COVID-19 is spreading like a nationwide wildfire. Some people are putting water on it and controlling it by wearing masks and socially distancing to starve it of fuel.
Other people are saying, “look at the pretty flames,” or worse saying “fake flames” as they play their fiddle and call the virus a hoax.
The entire MLB season falls into the look at the pretty flames category. There is zero reason that an MLB season needs to be played this year aside from owner’s greed, and a misguided desire to make everything seem normal as the world burns.
It would be great for MLB to show that the season is not a giant cash grab by donating all revenue to essential workers who are the real heroes in the middle of this pandemic.
I highly doubt that MLB would do that, but if they did, that would be something I would support in terms of pushing forward with the season. I will not support pumping in fake crowd noise, however.
As 2020 continues to roll forward, one can take some solace in the fact that the year is closer to the end than it is to the beginning.
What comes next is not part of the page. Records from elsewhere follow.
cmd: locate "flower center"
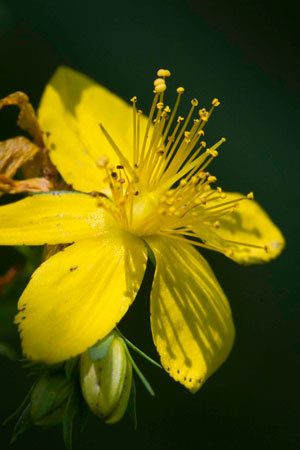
[98,69,266,253]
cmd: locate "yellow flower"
[0,68,284,392]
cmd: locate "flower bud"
[30,373,71,425]
[80,331,132,423]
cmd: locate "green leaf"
[125,345,155,397]
[128,377,137,430]
[0,342,18,361]
[65,357,78,380]
[63,384,79,450]
[79,396,91,433]
[10,404,32,444]
[30,373,71,422]
[2,382,36,425]
[116,328,162,369]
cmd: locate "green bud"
[80,332,132,423]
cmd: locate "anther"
[207,175,217,183]
[211,98,220,106]
[154,78,165,86]
[154,84,167,94]
[157,69,171,77]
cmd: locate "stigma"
[97,69,263,256]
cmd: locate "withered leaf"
[0,174,52,195]
[0,136,40,178]
[0,92,43,147]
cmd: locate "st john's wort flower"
[0,67,284,392]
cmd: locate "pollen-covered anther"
[207,175,217,183]
[199,108,208,121]
[206,148,219,158]
[157,69,171,77]
[153,78,167,94]
[194,197,206,206]
[211,98,220,107]
[96,155,109,169]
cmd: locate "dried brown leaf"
[0,136,40,178]
[0,174,53,194]
[0,92,43,147]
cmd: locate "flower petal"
[199,192,285,264]
[0,192,112,245]
[147,237,234,392]
[16,230,147,364]
[38,67,147,192]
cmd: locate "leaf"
[128,377,137,430]
[10,404,32,444]
[0,92,43,147]
[124,345,155,397]
[0,342,18,361]
[0,136,40,178]
[116,328,162,369]
[63,384,79,450]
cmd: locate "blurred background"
[0,0,300,450]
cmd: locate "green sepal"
[89,331,116,361]
[65,357,78,380]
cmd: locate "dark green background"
[0,0,299,450]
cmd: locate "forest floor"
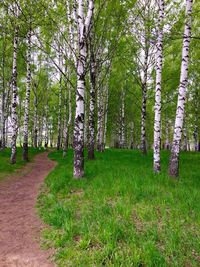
[0,147,44,181]
[38,149,200,267]
[0,152,55,267]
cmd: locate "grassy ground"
[38,150,200,267]
[0,147,41,180]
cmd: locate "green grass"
[0,147,41,180]
[38,150,200,267]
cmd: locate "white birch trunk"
[74,0,94,178]
[119,90,125,148]
[169,0,193,177]
[103,76,109,149]
[23,30,31,161]
[88,43,96,160]
[97,86,103,152]
[57,44,62,150]
[10,22,18,164]
[154,0,164,173]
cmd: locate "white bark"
[74,0,94,178]
[119,90,125,148]
[23,30,31,161]
[10,17,18,164]
[154,0,164,173]
[169,0,193,177]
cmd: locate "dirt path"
[0,153,56,267]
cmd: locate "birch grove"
[0,0,200,178]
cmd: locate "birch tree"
[74,0,94,178]
[88,40,96,160]
[169,0,193,177]
[10,5,19,164]
[154,0,164,173]
[23,29,31,161]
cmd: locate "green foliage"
[38,150,200,266]
[0,147,41,180]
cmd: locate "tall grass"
[0,147,41,180]
[38,150,200,267]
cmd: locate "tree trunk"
[119,90,125,148]
[0,33,6,149]
[103,75,110,150]
[10,25,18,164]
[97,86,103,152]
[88,44,96,160]
[169,0,192,177]
[57,45,62,150]
[22,30,31,161]
[154,0,164,173]
[140,84,147,155]
[33,84,38,148]
[74,0,94,178]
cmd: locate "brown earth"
[0,152,56,267]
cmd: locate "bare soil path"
[0,152,56,267]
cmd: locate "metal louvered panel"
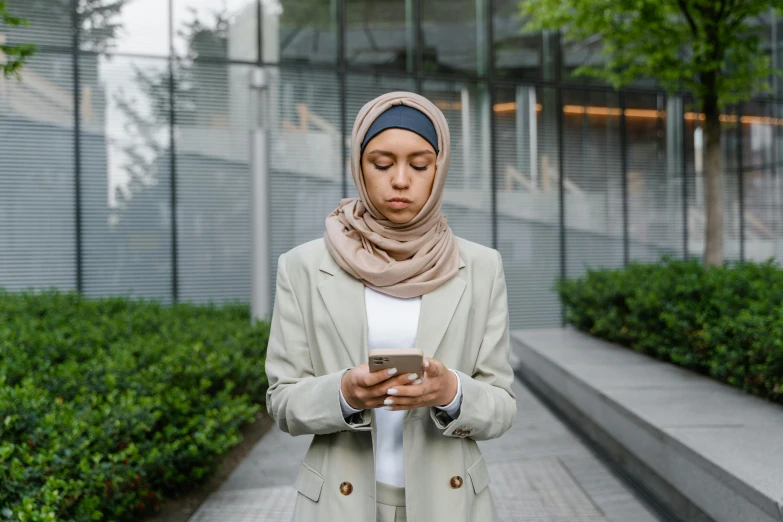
[79,54,173,302]
[174,62,254,302]
[0,0,73,49]
[734,101,783,261]
[0,53,77,291]
[423,81,492,246]
[269,68,342,309]
[494,85,561,329]
[555,90,624,278]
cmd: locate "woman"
[266,92,516,522]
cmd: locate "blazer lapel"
[416,256,467,357]
[318,252,367,366]
[318,252,467,366]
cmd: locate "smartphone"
[368,348,424,377]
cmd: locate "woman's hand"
[340,363,420,410]
[383,359,458,410]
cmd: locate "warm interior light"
[435,100,783,126]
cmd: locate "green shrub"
[556,258,783,403]
[0,290,269,522]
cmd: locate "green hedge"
[556,258,783,403]
[0,290,269,521]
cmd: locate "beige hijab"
[324,92,459,298]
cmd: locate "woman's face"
[362,129,437,223]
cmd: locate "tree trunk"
[703,94,724,268]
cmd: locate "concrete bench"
[512,328,783,522]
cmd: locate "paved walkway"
[189,348,659,522]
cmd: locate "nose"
[392,163,410,189]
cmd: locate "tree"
[520,0,783,267]
[0,0,37,79]
[114,7,230,213]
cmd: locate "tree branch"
[677,0,699,38]
[718,0,730,20]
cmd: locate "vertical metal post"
[258,0,264,65]
[680,101,690,259]
[737,103,745,262]
[71,0,84,294]
[168,0,179,303]
[620,91,631,266]
[484,0,498,249]
[250,67,272,324]
[337,0,348,199]
[555,84,567,326]
[413,0,424,95]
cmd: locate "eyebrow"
[367,149,435,158]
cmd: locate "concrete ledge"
[512,329,783,522]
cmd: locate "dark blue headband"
[362,105,438,154]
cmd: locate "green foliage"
[520,0,783,105]
[0,290,269,522]
[557,258,783,403]
[0,0,37,79]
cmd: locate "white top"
[340,286,462,487]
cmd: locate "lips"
[389,198,411,210]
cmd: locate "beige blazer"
[266,238,516,522]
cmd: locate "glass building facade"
[0,0,783,328]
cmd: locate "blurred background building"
[0,0,783,328]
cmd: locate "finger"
[367,373,418,397]
[424,359,443,377]
[386,381,432,397]
[383,394,436,411]
[358,368,398,388]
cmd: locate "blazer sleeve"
[266,254,372,435]
[430,250,517,440]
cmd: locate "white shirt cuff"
[340,389,363,417]
[436,370,462,419]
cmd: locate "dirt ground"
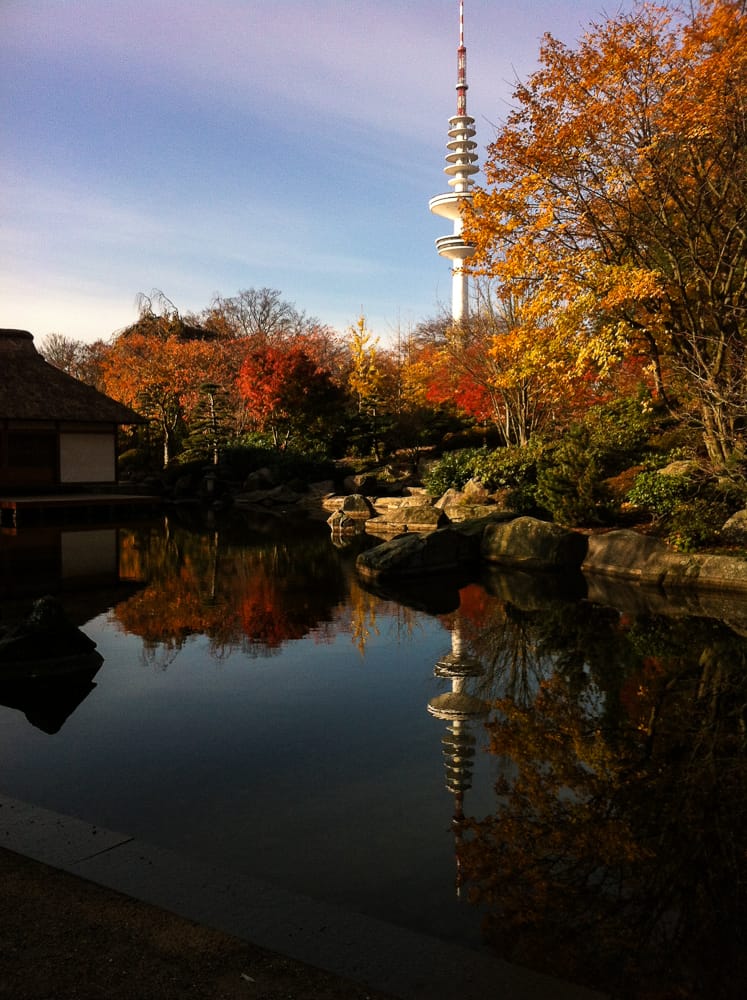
[0,849,392,1000]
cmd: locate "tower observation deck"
[428,0,479,323]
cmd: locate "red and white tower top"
[429,0,479,322]
[457,0,468,117]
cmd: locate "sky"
[0,0,618,344]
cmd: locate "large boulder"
[0,596,102,678]
[366,503,449,534]
[583,530,747,590]
[355,527,479,580]
[721,510,747,548]
[480,517,586,572]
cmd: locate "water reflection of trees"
[450,591,747,998]
[112,519,345,656]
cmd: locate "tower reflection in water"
[428,614,490,896]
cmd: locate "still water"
[0,515,747,997]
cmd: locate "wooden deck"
[0,493,162,528]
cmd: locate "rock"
[462,479,490,503]
[721,510,747,546]
[355,527,479,579]
[582,529,687,585]
[480,517,586,571]
[582,530,747,590]
[443,502,496,521]
[340,493,374,521]
[327,510,362,535]
[342,473,378,493]
[434,479,495,521]
[308,479,335,499]
[366,504,449,534]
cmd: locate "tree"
[104,331,224,465]
[39,333,109,389]
[203,288,319,347]
[348,316,384,461]
[465,0,747,468]
[237,343,342,450]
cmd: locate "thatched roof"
[0,329,146,424]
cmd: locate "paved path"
[0,795,601,1000]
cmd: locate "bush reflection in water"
[450,581,747,997]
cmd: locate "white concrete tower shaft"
[428,0,479,323]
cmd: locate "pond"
[0,512,747,997]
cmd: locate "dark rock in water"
[482,517,587,571]
[0,597,99,676]
[340,493,374,520]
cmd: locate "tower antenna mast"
[428,0,479,323]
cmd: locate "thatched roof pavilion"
[0,329,146,490]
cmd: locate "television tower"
[428,0,479,323]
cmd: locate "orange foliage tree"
[102,316,226,465]
[465,0,747,467]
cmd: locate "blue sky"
[0,0,617,342]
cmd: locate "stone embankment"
[356,511,747,591]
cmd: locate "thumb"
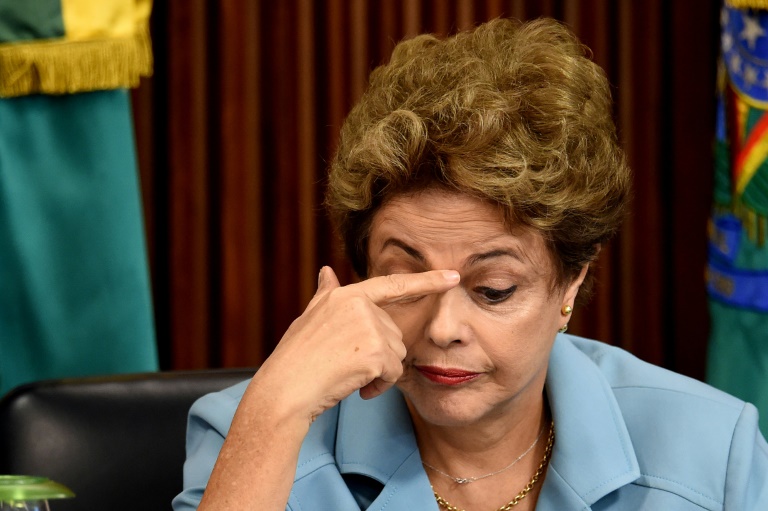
[315,266,341,294]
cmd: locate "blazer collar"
[336,388,437,510]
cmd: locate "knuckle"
[384,275,408,296]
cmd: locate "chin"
[398,383,489,427]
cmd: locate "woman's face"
[368,190,586,426]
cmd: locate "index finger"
[352,270,460,306]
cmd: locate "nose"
[427,286,468,348]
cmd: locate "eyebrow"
[381,238,523,266]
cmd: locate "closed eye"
[474,285,517,303]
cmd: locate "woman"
[174,20,768,511]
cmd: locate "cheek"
[384,298,431,348]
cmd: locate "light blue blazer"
[173,334,768,511]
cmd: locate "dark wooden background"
[133,0,719,378]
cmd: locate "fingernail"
[443,270,461,284]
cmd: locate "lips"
[416,366,481,385]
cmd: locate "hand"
[255,267,459,421]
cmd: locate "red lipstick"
[416,366,480,385]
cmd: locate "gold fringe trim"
[0,25,153,98]
[725,0,768,9]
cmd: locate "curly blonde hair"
[326,19,631,298]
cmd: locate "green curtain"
[0,0,158,396]
[707,1,768,436]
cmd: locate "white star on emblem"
[739,14,765,50]
[744,64,757,86]
[728,53,741,75]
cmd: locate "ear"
[563,243,602,309]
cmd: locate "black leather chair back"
[0,369,255,511]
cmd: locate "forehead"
[368,189,550,269]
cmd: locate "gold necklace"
[421,425,547,484]
[432,420,555,511]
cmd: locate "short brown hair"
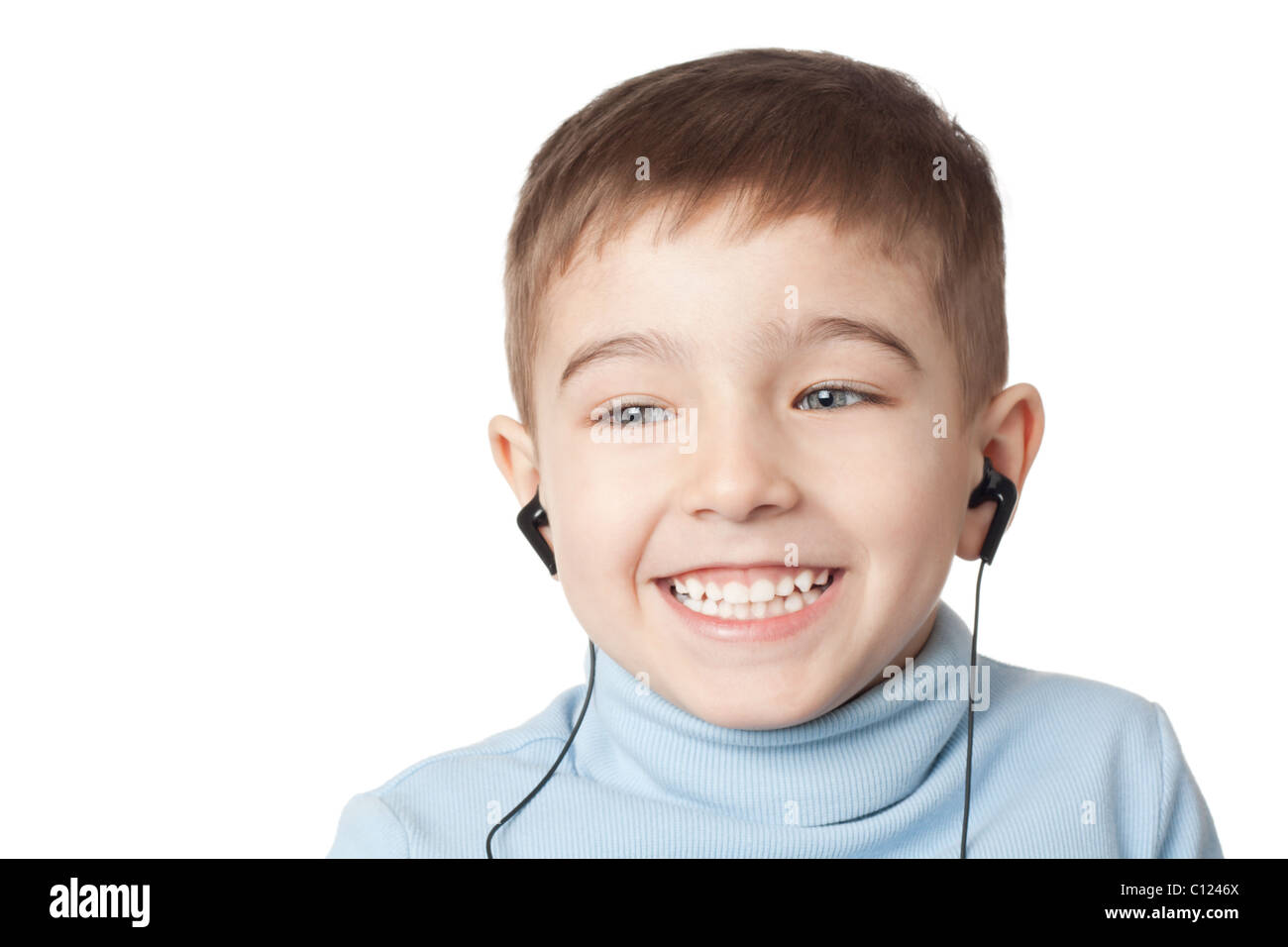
[505,49,1008,440]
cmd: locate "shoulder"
[975,659,1221,858]
[327,684,585,858]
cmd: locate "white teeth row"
[671,570,831,620]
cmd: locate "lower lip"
[653,570,845,642]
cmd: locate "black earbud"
[970,458,1017,566]
[501,458,1019,858]
[519,487,555,576]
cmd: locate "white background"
[0,0,1288,857]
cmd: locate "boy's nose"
[678,406,799,522]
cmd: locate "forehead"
[535,204,945,391]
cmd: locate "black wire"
[484,559,984,858]
[961,559,984,858]
[484,642,595,858]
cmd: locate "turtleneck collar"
[570,600,970,826]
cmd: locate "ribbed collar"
[571,600,970,826]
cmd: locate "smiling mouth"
[667,570,837,621]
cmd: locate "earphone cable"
[961,559,984,858]
[484,642,595,858]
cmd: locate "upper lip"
[658,559,844,579]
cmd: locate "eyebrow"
[559,310,922,390]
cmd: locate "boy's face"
[507,205,982,729]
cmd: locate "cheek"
[857,424,962,565]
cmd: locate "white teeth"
[725,582,751,605]
[669,570,832,621]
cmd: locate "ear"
[957,384,1046,561]
[486,415,558,579]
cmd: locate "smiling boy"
[330,49,1221,857]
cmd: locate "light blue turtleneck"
[327,601,1223,858]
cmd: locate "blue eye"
[590,402,674,428]
[796,381,890,411]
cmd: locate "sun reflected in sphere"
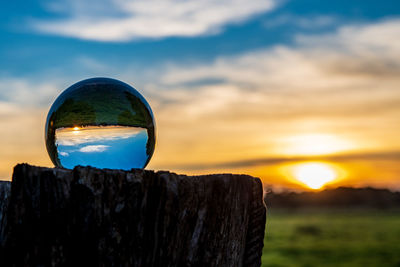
[46,78,155,170]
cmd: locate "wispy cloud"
[33,0,276,41]
[264,14,339,29]
[0,19,400,191]
[146,19,400,176]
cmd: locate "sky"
[0,0,400,190]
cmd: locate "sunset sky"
[0,0,400,190]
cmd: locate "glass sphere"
[45,78,155,170]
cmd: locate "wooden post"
[0,164,266,267]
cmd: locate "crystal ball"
[45,78,155,170]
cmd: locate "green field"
[262,209,400,267]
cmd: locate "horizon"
[0,0,400,191]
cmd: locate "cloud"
[79,145,110,153]
[33,0,276,41]
[56,126,147,146]
[264,14,338,29]
[0,19,400,191]
[170,151,400,171]
[145,19,400,177]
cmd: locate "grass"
[262,209,400,267]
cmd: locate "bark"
[0,164,266,266]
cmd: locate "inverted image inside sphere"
[45,78,155,170]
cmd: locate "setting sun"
[293,162,338,189]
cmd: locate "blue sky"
[0,0,400,79]
[0,0,400,192]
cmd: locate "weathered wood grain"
[0,164,266,266]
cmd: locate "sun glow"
[292,162,339,189]
[282,134,354,156]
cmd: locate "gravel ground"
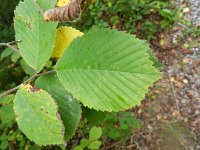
[130,0,200,150]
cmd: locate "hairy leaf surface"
[56,28,161,111]
[36,74,81,140]
[14,0,57,72]
[51,26,83,58]
[14,85,64,145]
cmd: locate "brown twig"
[168,75,180,113]
[0,70,55,99]
[33,0,44,14]
[0,41,20,52]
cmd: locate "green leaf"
[20,59,35,75]
[82,107,107,126]
[0,103,15,124]
[73,146,83,150]
[89,126,102,141]
[14,85,64,145]
[0,94,15,105]
[11,52,21,62]
[80,139,90,149]
[14,0,57,72]
[88,141,102,149]
[1,48,14,60]
[56,28,162,111]
[36,74,81,140]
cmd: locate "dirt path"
[130,0,200,150]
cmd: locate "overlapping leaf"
[14,0,57,72]
[56,28,161,111]
[57,0,70,7]
[51,26,83,58]
[36,74,81,140]
[14,85,64,145]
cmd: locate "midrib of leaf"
[59,67,161,76]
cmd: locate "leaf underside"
[14,0,57,72]
[35,74,81,140]
[14,85,64,145]
[56,28,162,111]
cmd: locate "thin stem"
[0,70,55,99]
[0,41,20,52]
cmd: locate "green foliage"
[74,126,102,150]
[70,0,178,40]
[14,0,57,72]
[83,108,142,143]
[56,28,161,111]
[36,74,81,140]
[0,0,164,149]
[14,85,64,145]
[0,95,27,150]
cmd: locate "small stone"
[183,79,188,84]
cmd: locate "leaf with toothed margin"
[14,0,58,72]
[14,85,64,145]
[56,27,162,111]
[35,74,81,140]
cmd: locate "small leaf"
[80,139,90,149]
[11,52,21,63]
[0,94,15,105]
[88,141,102,149]
[14,85,64,145]
[57,0,70,7]
[89,126,102,141]
[14,0,58,72]
[73,146,83,150]
[51,26,83,58]
[0,103,15,124]
[1,48,14,60]
[56,28,162,111]
[36,74,81,140]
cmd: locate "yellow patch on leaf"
[57,0,70,7]
[51,27,83,58]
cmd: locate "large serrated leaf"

However, based on the lack of coordinated action to battle the COVID-19 pandemic, there is little solace that 2021 will be any better than 2020 if we stay on our current course.
I say that not as a fatalist with my head stuck in the sand, or as someone detached from the reality while standing behind a podium between two trucks.
Instead, I say it as an optimist who sees a path to turning things around and still believes that Americans will realize we are in this together and that masks and social distancing save lives. And, that is not just pumping in fake noise, that is the reality.
Now if you’ll excuse me, I am off to ask Alice if she can make any sense of this at all.